Saturday, May 24, 2014

Post-Graduation Thoughts

Is there anything that prepares you for this moment in time? Are you ever truly ready? The answer to both of those questions, I've found seems to be a resounding "no." But as I've said before, that's ok.

I graduated. I walked across the stage of my beloved college church, received my diploma, and shook the president's hand (university president that is). I cried through my entire high school graduation because I felt like it was the end of everything. If only I'd known it was just the beginning I probably wouldn't look so red-faced and bleary eyed in all my high school pictures. When I graduated from college it was a whole different feeling. I sat with three of my dearest animal science friends and anxiously awaited our names being called. The feeling I felt when I finished college a mere 3 weeks ago was pure joy. I was so excited to get my "diploma" (the actual piece of paper is coming in the mail) and just be done with college.

In my last post I talked about how nervous I was and discussed some of the truly great reasons I was totally ready to graduate, nerves and all. I'm now here to tell you, I feel the exact same way I did 60+ days ago. I'm ecstatic to begin a new adventure and to spend some time significantly closer to my main squeeze; eight months of long distance just won't fly anymore. I'm moving to a great town in my favorite state of all, North Dakota (don't tell Michigan).

Of course all the nervousness about this new chapter hasn't dissipated but I'm more excited than ever to start a phenomenal internship (that's PAID!!) and into my very first apartment! (I'm so excited about my apartment that it will probably get it's own blog post all together.) As is the hope with all students post grad, I want to continue learning. If a person stops learning they become stagnant and static and even useless. So in an effort to not be THAT person, I'm going to may take a couple of free online courses and definitely read more. I want to read for the sake of reading and gaining knowledge about myself and the world. I think this is getting rambly..

The point of all these words is just to say, although I didn't get the job I was hoping for, I still have something incredible and I'm going to be something incredible. That is all.

Tuesday, March 4, 2014

I'm about to graduate from college. I have my regalia, I all but have my degree in my hand. I'm on what should prove to be a successful hunt for a job. I have a very supportive family and boyfriend. So riddle me this, why am I so scared? Why am I so worried about where I end up, what I'll be doing, or even what state I'll be in? I have zero answers to these questions but here's what I do know.

I will be graduating with a Bachelor of Science in Animal Science from a school nobody has heard of. But that's ok because that means they don't know what to expect. Having a degree makes me eligible for better opportunities as well as better pay, both of which are positive things though neither really matter that much to me. Because no one has ever heard of my school I don't have to worry about fulfilling someone's expectations of how they think a graduate from [insert ivy league school here] should act a certain way and perform to levels potentially beyond that person's capabilities. I don't have that pressure. I just need to go out there and be myself...which is also scary.

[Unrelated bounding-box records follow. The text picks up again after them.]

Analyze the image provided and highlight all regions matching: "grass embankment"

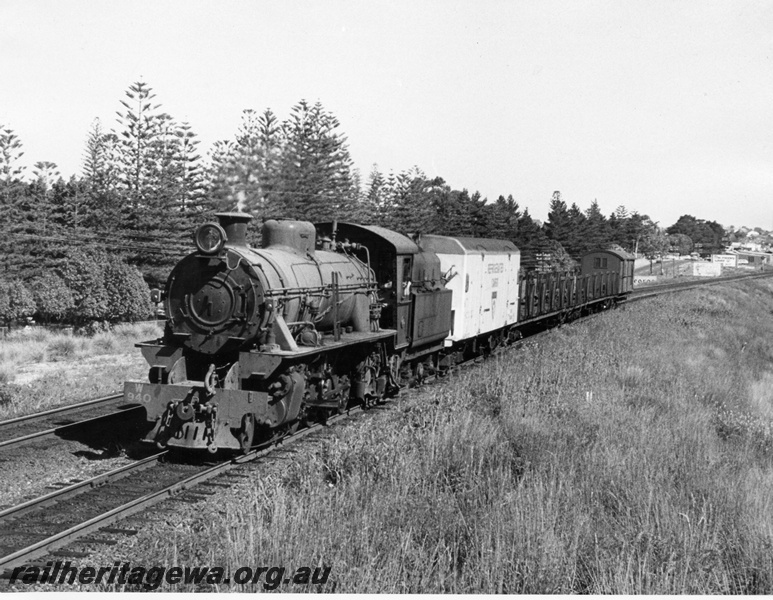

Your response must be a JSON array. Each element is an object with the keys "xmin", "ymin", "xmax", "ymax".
[
  {"xmin": 137, "ymin": 282, "xmax": 773, "ymax": 594},
  {"xmin": 0, "ymin": 323, "xmax": 161, "ymax": 419}
]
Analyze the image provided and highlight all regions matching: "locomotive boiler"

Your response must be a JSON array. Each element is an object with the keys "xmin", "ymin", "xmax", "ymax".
[{"xmin": 130, "ymin": 213, "xmax": 394, "ymax": 452}]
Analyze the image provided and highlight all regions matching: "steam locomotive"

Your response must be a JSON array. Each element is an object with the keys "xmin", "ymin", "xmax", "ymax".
[{"xmin": 124, "ymin": 212, "xmax": 633, "ymax": 453}]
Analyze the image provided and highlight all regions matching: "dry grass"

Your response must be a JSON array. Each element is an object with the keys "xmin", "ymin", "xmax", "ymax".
[
  {"xmin": 114, "ymin": 282, "xmax": 773, "ymax": 594},
  {"xmin": 0, "ymin": 323, "xmax": 161, "ymax": 419}
]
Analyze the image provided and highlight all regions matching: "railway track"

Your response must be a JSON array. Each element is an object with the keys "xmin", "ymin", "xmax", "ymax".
[
  {"xmin": 626, "ymin": 271, "xmax": 773, "ymax": 302},
  {"xmin": 0, "ymin": 394, "xmax": 141, "ymax": 451},
  {"xmin": 0, "ymin": 273, "xmax": 773, "ymax": 576},
  {"xmin": 0, "ymin": 407, "xmax": 362, "ymax": 577}
]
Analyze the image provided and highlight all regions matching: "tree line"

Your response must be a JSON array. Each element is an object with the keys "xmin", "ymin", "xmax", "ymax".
[{"xmin": 0, "ymin": 82, "xmax": 724, "ymax": 322}]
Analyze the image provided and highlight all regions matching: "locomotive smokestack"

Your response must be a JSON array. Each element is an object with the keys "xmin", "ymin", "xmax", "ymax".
[{"xmin": 215, "ymin": 212, "xmax": 252, "ymax": 246}]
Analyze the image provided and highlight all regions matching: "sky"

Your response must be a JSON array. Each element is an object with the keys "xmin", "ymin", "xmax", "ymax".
[{"xmin": 0, "ymin": 0, "xmax": 773, "ymax": 229}]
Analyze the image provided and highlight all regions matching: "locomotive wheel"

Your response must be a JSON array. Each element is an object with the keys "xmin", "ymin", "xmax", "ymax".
[{"xmin": 239, "ymin": 414, "xmax": 255, "ymax": 454}]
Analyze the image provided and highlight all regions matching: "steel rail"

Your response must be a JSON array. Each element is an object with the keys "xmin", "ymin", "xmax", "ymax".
[{"xmin": 0, "ymin": 450, "xmax": 168, "ymax": 521}]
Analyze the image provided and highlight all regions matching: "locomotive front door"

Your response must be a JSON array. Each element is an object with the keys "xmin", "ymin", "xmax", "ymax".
[{"xmin": 394, "ymin": 256, "xmax": 413, "ymax": 348}]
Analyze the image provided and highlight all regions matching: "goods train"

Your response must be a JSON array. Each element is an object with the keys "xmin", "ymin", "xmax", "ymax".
[{"xmin": 124, "ymin": 212, "xmax": 633, "ymax": 452}]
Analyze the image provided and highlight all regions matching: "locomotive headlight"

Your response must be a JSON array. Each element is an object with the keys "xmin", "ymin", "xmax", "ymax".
[{"xmin": 193, "ymin": 223, "xmax": 226, "ymax": 254}]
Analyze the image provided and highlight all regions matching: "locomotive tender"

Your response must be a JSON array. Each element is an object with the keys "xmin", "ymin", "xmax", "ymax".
[{"xmin": 124, "ymin": 212, "xmax": 633, "ymax": 452}]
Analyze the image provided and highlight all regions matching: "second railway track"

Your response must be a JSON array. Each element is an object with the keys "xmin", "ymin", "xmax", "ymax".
[{"xmin": 0, "ymin": 394, "xmax": 140, "ymax": 451}]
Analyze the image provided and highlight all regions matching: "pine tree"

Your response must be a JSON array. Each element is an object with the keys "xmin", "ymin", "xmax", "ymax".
[
  {"xmin": 0, "ymin": 124, "xmax": 24, "ymax": 207},
  {"xmin": 276, "ymin": 100, "xmax": 357, "ymax": 221},
  {"xmin": 580, "ymin": 200, "xmax": 613, "ymax": 255},
  {"xmin": 545, "ymin": 191, "xmax": 573, "ymax": 244}
]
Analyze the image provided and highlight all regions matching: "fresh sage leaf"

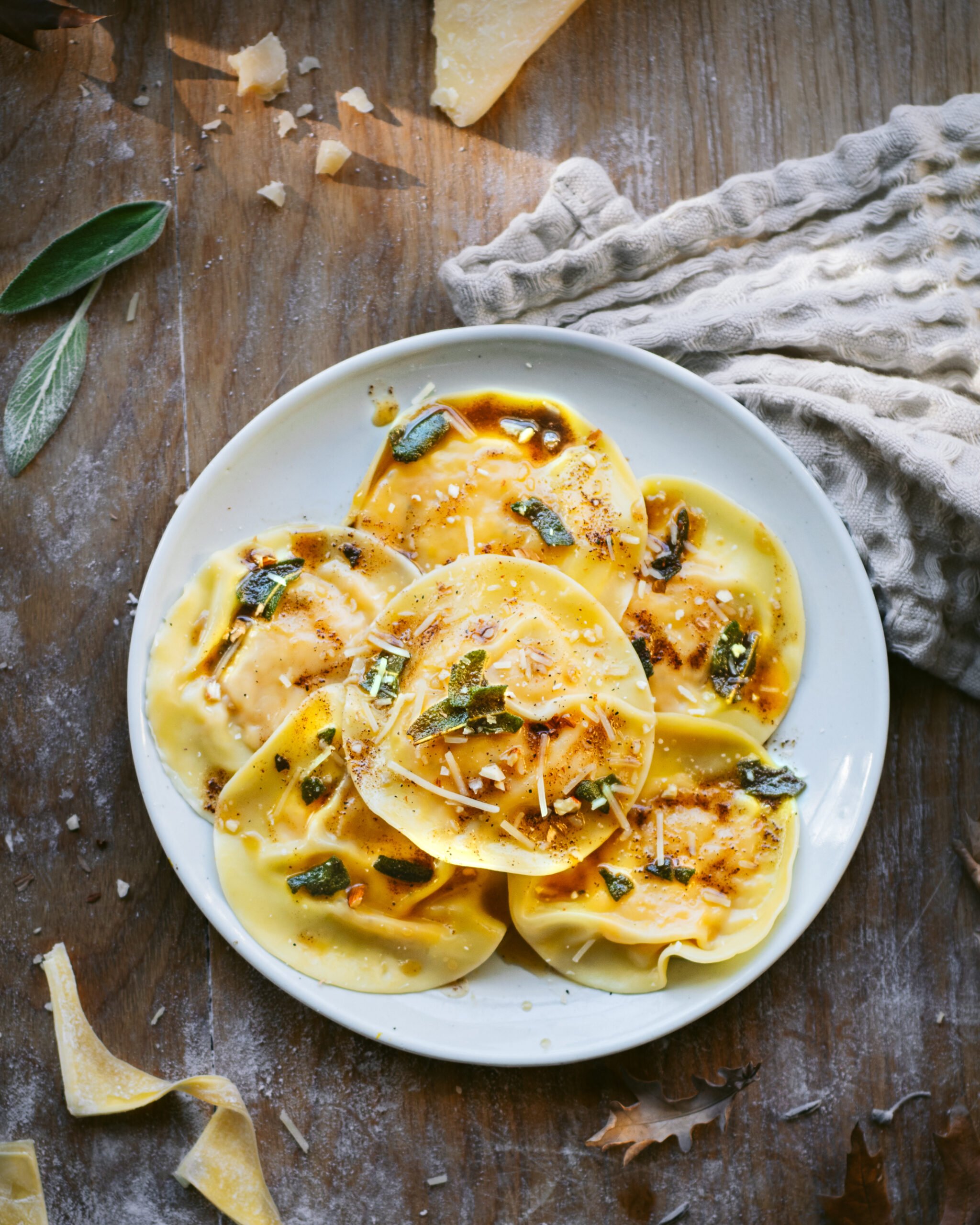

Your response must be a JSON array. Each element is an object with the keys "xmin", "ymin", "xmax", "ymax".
[
  {"xmin": 650, "ymin": 505, "xmax": 691, "ymax": 582},
  {"xmin": 599, "ymin": 867, "xmax": 634, "ymax": 902},
  {"xmin": 235, "ymin": 557, "xmax": 304, "ymax": 621},
  {"xmin": 389, "ymin": 413, "xmax": 450, "ymax": 463},
  {"xmin": 375, "ymin": 855, "xmax": 433, "ymax": 884},
  {"xmin": 735, "ymin": 757, "xmax": 806, "ymax": 800},
  {"xmin": 643, "ymin": 855, "xmax": 695, "ymax": 886},
  {"xmin": 511, "ymin": 497, "xmax": 575, "ymax": 547},
  {"xmin": 572, "ymin": 774, "xmax": 619, "ymax": 812},
  {"xmin": 4, "ymin": 277, "xmax": 101, "ymax": 477},
  {"xmin": 360, "ymin": 650, "xmax": 408, "ymax": 706},
  {"xmin": 285, "ymin": 855, "xmax": 350, "ymax": 898},
  {"xmin": 0, "ymin": 200, "xmax": 170, "ymax": 315},
  {"xmin": 631, "ymin": 638, "xmax": 653, "ymax": 680},
  {"xmin": 711, "ymin": 621, "xmax": 758, "ymax": 702}
]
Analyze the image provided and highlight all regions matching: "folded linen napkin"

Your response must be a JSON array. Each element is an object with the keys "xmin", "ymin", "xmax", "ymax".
[{"xmin": 440, "ymin": 94, "xmax": 980, "ymax": 697}]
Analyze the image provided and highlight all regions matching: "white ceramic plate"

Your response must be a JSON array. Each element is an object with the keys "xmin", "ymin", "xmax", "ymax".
[{"xmin": 127, "ymin": 326, "xmax": 888, "ymax": 1066}]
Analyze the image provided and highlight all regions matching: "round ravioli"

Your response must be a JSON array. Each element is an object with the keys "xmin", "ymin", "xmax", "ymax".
[
  {"xmin": 344, "ymin": 555, "xmax": 654, "ymax": 875},
  {"xmin": 214, "ymin": 685, "xmax": 506, "ymax": 993},
  {"xmin": 622, "ymin": 477, "xmax": 803, "ymax": 740},
  {"xmin": 146, "ymin": 527, "xmax": 418, "ymax": 814},
  {"xmin": 510, "ymin": 714, "xmax": 802, "ymax": 993},
  {"xmin": 350, "ymin": 392, "xmax": 647, "ymax": 617}
]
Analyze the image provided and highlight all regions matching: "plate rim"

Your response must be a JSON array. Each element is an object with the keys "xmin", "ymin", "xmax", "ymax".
[{"xmin": 126, "ymin": 323, "xmax": 890, "ymax": 1067}]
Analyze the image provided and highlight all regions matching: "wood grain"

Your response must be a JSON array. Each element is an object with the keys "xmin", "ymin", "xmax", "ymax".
[{"xmin": 0, "ymin": 0, "xmax": 980, "ymax": 1225}]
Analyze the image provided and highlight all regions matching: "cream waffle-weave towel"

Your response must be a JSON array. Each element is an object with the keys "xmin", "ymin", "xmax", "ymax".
[{"xmin": 440, "ymin": 94, "xmax": 980, "ymax": 697}]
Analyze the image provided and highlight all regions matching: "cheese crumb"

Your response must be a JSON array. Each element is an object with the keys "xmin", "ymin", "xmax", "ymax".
[
  {"xmin": 228, "ymin": 34, "xmax": 289, "ymax": 101},
  {"xmin": 316, "ymin": 141, "xmax": 350, "ymax": 174},
  {"xmin": 273, "ymin": 110, "xmax": 297, "ymax": 140},
  {"xmin": 341, "ymin": 85, "xmax": 375, "ymax": 115},
  {"xmin": 256, "ymin": 179, "xmax": 285, "ymax": 208}
]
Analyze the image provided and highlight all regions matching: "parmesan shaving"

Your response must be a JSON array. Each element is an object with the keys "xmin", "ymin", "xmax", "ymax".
[
  {"xmin": 228, "ymin": 34, "xmax": 289, "ymax": 101},
  {"xmin": 500, "ymin": 821, "xmax": 534, "ymax": 850},
  {"xmin": 279, "ymin": 1110, "xmax": 310, "ymax": 1153},
  {"xmin": 387, "ymin": 761, "xmax": 500, "ymax": 812},
  {"xmin": 38, "ymin": 945, "xmax": 282, "ymax": 1225}
]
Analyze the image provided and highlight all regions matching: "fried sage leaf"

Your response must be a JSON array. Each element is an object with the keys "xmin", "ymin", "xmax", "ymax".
[
  {"xmin": 285, "ymin": 855, "xmax": 350, "ymax": 898},
  {"xmin": 235, "ymin": 557, "xmax": 304, "ymax": 621},
  {"xmin": 599, "ymin": 867, "xmax": 634, "ymax": 902},
  {"xmin": 511, "ymin": 497, "xmax": 575, "ymax": 547},
  {"xmin": 389, "ymin": 413, "xmax": 450, "ymax": 463},
  {"xmin": 650, "ymin": 503, "xmax": 691, "ymax": 582},
  {"xmin": 735, "ymin": 757, "xmax": 806, "ymax": 800},
  {"xmin": 0, "ymin": 200, "xmax": 170, "ymax": 315},
  {"xmin": 586, "ymin": 1063, "xmax": 759, "ymax": 1165},
  {"xmin": 572, "ymin": 774, "xmax": 619, "ymax": 812},
  {"xmin": 4, "ymin": 277, "xmax": 101, "ymax": 477},
  {"xmin": 631, "ymin": 638, "xmax": 653, "ymax": 680},
  {"xmin": 643, "ymin": 855, "xmax": 695, "ymax": 884},
  {"xmin": 360, "ymin": 650, "xmax": 408, "ymax": 706},
  {"xmin": 711, "ymin": 621, "xmax": 758, "ymax": 702},
  {"xmin": 375, "ymin": 855, "xmax": 434, "ymax": 884}
]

I'm confident in my career choice. I know what I want to do and I'm ready to pursue it. There are a lot people who still aren't quite 100% sure what they're going to do and that's ok too. But I think it's reassuring to know that I want to go into zoo education and have some sort of basic outline for what my life will look like down the road. That's not to say I have a 5 year plan, because I totally don't, and I'm ok with that.

I have an incredible support system between my friends, family, and boyfriend. They are all ready to see me go places and achieve great things and I hope for their sake that I don't let them down! But I know that if I do fail, I have a soft place to land.

So am I nervous about graduating? Yes. Am I ready to graduate? Absolutely! Look out world, I'm coming at you in 60 days! Are you ready?